Ostatnio u mnie dużo się dzieje i jednocześnie się nie dzieje. Robię wszystko i nie robię nic. Przychodzę do Was z pozytywną energią albo czymś. Po prostu lepszy humor mnie ogarnął, gdy zaczęłam tutaj pisać i usunęłam ten pierwszy, bardziej nostalgiczny wpis. Myślałam, że ten dzień będzie ciężki, że nic fajnego dziś nie napiszę, że nie będę mogła się skupić. Poranną herbatę wypiłam zdecydowanie za późno i ogólnie ciężko mi było się zebrać, żeby się ogarnąć. Potem szybko udało mi się posprzątać, że więc mogę powiedzieć, że nie jest źle. Gdy się wezmę w garść to coś idzie.
Ten tydzień jest naprawdę dobry. Poprzedni zresztą też. Jakaś nowa energia we mnie wstąpiła. Co prawda największą ochotę mam porobić zdjęcia, ale jest nieco za gorąco w tej chwili.

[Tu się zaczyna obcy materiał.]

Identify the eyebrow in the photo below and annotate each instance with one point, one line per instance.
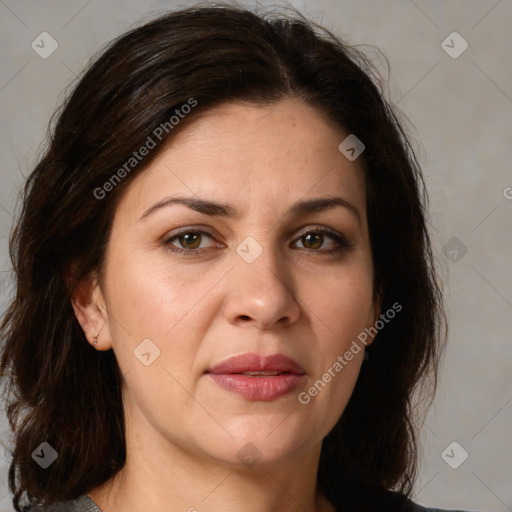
(216, 209)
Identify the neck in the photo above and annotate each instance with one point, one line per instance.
(171, 479)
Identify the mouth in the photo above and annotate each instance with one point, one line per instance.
(257, 377)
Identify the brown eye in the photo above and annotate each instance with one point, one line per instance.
(190, 240)
(312, 240)
(322, 241)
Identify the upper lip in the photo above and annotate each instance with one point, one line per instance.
(257, 363)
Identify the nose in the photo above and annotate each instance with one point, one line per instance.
(261, 293)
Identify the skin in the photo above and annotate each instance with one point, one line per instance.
(183, 430)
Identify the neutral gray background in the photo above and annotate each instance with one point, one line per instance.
(460, 113)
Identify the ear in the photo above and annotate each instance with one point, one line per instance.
(90, 310)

Cieszę się, że widzę efekty tego co robię. W tym tygodniu byłam złożyć papiery na studia. Niby początkowo chciałam iść na zupełnie inną uczelnię, ale nie żałuję, że wybrałam ten sam kierunek na Uniwersytecie Warszawskim. To był naprawdę dobry. Trochę bałam się składania tych dokumentów, ale niepotrzebnie. Na moim wydziale jest bardzo miła atmosfera. Bardzo sympatyczny pan ochroniarz, który zagadał i zachęcił do porozmawiania z dziewczyną z samorządu studenckiego. Naprawdę myślę, że to dobry wybór.